O Palácio do Planalto estabeleceu cotas de produção, com compromisso de contratação de novos trabalhadores. O preço do carro popular não poderia superar US$ 7 mil. O decreto estabelecia mínimo de 90% de componentes de fabricação nacional.
Pelo acerto feito em 5 de fevereiro de 1993, a Autolatina prometeu abrir 800 empregos diretos em São Bernardo do Campo, em São Paulo. O Fusca estava fora de produção desde 1986. Com a repercussão do anúncio, General Motors (GM) e Fiat exigiram o mesmo tratamento tributário.
Poucos dias depois do anúncio da volta do Fusca, a Fiat assinou protocolo de intenções para gerar mil empregos e produzir, naquele ano, 60 mil unidades da nova versão do Uno, o Mille Eletronic, motor 1.0. Em março, a GM anunciou o Chevette L, o seu carro popular.
O carro popular não era não popular. Em 23 de agosto de 1993, no relançamento do Fusca, Itamar Franco criticou o preço e disse que só poderia comprá-lo em três prestações. O Fusca chegou ao mercado custando Cr$ 600 mil, o que correspondia a 108 salários mínimos daquele mês.
O Brasil trocou a moeda de Cruzeiro para Cruzeiro Real em agosto de 1993, um ano que acumulou inflação acima de 2.000%. Os preços e o salário mínimo mudavam todos os meses, o que dificulta a comparação dos valores com os automóveis oferecidos hoje pelas montadoras. O dólar era referência, mas não podemos simplesmente aplicar o câmbio de hoje no preço dolarizado daquela época, já que os Estados Unidos também acumularam inflação em 30 anos. Diante deste cenário, busquei a comparação dos preços da época ao poder de compra dos brasileiros, considerando o salário mínimo.
Em outubro de 1993, o Mille Eletronic 1.0, na versão básica de duas portas, era vendido por Cr$ 1,085 milhão, equivalente a 90 salários mínimos. A Fiat oferecia 13 opcionais, que somavam mais Cr$ 427 mil. Só o ar-condicionado elevava em Cr$ 225 mil o valor do carro.

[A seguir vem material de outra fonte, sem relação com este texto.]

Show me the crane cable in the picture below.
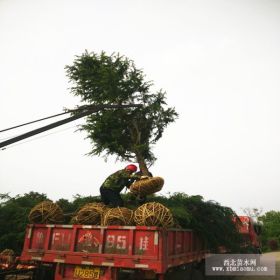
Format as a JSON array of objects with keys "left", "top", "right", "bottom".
[
  {"left": 1, "top": 124, "right": 78, "bottom": 151},
  {"left": 0, "top": 111, "right": 70, "bottom": 133},
  {"left": 0, "top": 104, "right": 142, "bottom": 150}
]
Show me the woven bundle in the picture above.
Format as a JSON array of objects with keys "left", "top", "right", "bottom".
[
  {"left": 28, "top": 200, "right": 64, "bottom": 224},
  {"left": 0, "top": 249, "right": 14, "bottom": 256},
  {"left": 74, "top": 203, "right": 107, "bottom": 225},
  {"left": 0, "top": 249, "right": 15, "bottom": 264},
  {"left": 134, "top": 202, "right": 174, "bottom": 228},
  {"left": 102, "top": 207, "right": 134, "bottom": 226},
  {"left": 130, "top": 177, "right": 164, "bottom": 196}
]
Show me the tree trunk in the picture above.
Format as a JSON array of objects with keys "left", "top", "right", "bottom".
[
  {"left": 135, "top": 151, "right": 151, "bottom": 176},
  {"left": 129, "top": 120, "right": 152, "bottom": 176}
]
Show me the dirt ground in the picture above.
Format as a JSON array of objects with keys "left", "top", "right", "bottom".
[{"left": 233, "top": 251, "right": 280, "bottom": 280}]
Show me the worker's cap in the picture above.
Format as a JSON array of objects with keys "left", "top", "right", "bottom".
[{"left": 125, "top": 164, "right": 137, "bottom": 172}]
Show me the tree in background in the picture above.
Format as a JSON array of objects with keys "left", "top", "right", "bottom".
[
  {"left": 65, "top": 51, "right": 178, "bottom": 175},
  {"left": 259, "top": 211, "right": 280, "bottom": 251},
  {"left": 242, "top": 207, "right": 263, "bottom": 221},
  {"left": 57, "top": 194, "right": 101, "bottom": 223},
  {"left": 0, "top": 192, "right": 102, "bottom": 253},
  {"left": 0, "top": 192, "right": 47, "bottom": 254}
]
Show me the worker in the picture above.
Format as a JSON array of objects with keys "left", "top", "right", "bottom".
[{"left": 100, "top": 164, "right": 144, "bottom": 207}]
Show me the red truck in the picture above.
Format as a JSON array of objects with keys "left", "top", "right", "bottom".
[
  {"left": 235, "top": 216, "right": 262, "bottom": 253},
  {"left": 18, "top": 215, "right": 261, "bottom": 280},
  {"left": 20, "top": 224, "right": 206, "bottom": 280}
]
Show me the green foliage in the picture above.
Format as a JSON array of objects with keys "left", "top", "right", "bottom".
[
  {"left": 147, "top": 193, "right": 242, "bottom": 252},
  {"left": 57, "top": 195, "right": 101, "bottom": 223},
  {"left": 71, "top": 194, "right": 101, "bottom": 211},
  {"left": 259, "top": 211, "right": 280, "bottom": 251},
  {"left": 118, "top": 192, "right": 242, "bottom": 252},
  {"left": 267, "top": 239, "right": 278, "bottom": 251},
  {"left": 0, "top": 191, "right": 243, "bottom": 255},
  {"left": 0, "top": 192, "right": 102, "bottom": 253},
  {"left": 65, "top": 51, "right": 178, "bottom": 170},
  {"left": 0, "top": 192, "right": 47, "bottom": 254}
]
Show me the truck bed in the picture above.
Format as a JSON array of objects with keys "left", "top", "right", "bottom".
[{"left": 20, "top": 224, "right": 207, "bottom": 275}]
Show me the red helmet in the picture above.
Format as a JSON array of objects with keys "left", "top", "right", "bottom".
[{"left": 125, "top": 164, "right": 137, "bottom": 172}]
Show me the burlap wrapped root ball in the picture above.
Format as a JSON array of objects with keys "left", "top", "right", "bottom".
[
  {"left": 130, "top": 176, "right": 164, "bottom": 196},
  {"left": 73, "top": 202, "right": 107, "bottom": 225},
  {"left": 28, "top": 200, "right": 64, "bottom": 224},
  {"left": 134, "top": 202, "right": 174, "bottom": 228},
  {"left": 102, "top": 207, "right": 134, "bottom": 226}
]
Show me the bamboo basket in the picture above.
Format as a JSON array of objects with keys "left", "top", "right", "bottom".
[
  {"left": 28, "top": 200, "right": 64, "bottom": 224},
  {"left": 73, "top": 202, "right": 107, "bottom": 225},
  {"left": 130, "top": 176, "right": 164, "bottom": 196},
  {"left": 134, "top": 202, "right": 174, "bottom": 228},
  {"left": 102, "top": 207, "right": 134, "bottom": 226}
]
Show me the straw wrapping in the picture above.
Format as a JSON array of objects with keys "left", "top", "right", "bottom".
[
  {"left": 73, "top": 202, "right": 107, "bottom": 225},
  {"left": 134, "top": 202, "right": 174, "bottom": 228},
  {"left": 130, "top": 177, "right": 164, "bottom": 196},
  {"left": 28, "top": 201, "right": 64, "bottom": 224},
  {"left": 102, "top": 207, "right": 134, "bottom": 226}
]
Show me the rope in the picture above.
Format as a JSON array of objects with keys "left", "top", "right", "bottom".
[
  {"left": 102, "top": 207, "right": 134, "bottom": 226},
  {"left": 134, "top": 202, "right": 174, "bottom": 228}
]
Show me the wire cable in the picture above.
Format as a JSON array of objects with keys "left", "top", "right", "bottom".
[
  {"left": 1, "top": 124, "right": 78, "bottom": 151},
  {"left": 0, "top": 134, "right": 22, "bottom": 141},
  {"left": 0, "top": 104, "right": 141, "bottom": 149},
  {"left": 0, "top": 111, "right": 70, "bottom": 133},
  {"left": 0, "top": 103, "right": 141, "bottom": 134}
]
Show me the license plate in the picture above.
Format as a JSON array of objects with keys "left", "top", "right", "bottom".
[{"left": 73, "top": 266, "right": 100, "bottom": 279}]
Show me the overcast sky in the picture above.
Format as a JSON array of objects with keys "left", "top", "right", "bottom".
[{"left": 1, "top": 0, "right": 280, "bottom": 215}]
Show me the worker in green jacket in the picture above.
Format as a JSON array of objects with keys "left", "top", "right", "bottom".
[{"left": 100, "top": 164, "right": 144, "bottom": 207}]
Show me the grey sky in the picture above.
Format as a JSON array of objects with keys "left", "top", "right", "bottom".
[{"left": 0, "top": 0, "right": 279, "bottom": 215}]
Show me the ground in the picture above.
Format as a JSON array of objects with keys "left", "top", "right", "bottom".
[{"left": 233, "top": 251, "right": 280, "bottom": 280}]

A política de incentivo aqueceu a indústria automobilística. Em 1993, foram comprados 1,061 milhão de carros nacionais novos, um recorde. Em outubro de 1994, os carros populares representavam 52% das vendas totais no Brasil. Nove modelos estavam no programa federal do carro popular. Outros modelos, fora do programa, pagavam 25% ou 30% de IPI.
Em 1995, o governo decidiu elevar o IPI dos populares e os preços subiram. Em fevereiro de 1995, por exemplo, o Corsa Wind 1.0 custava de R$ 11,5 mil e R$ 13 mil, de 164 a 185 salários mínimos.
Depois de 30 anos, o governo federal prepara anúncio de novo incentivo ao carro popular. Não é a volta do Fusca, mas uma tentativa para baratear os automóveis.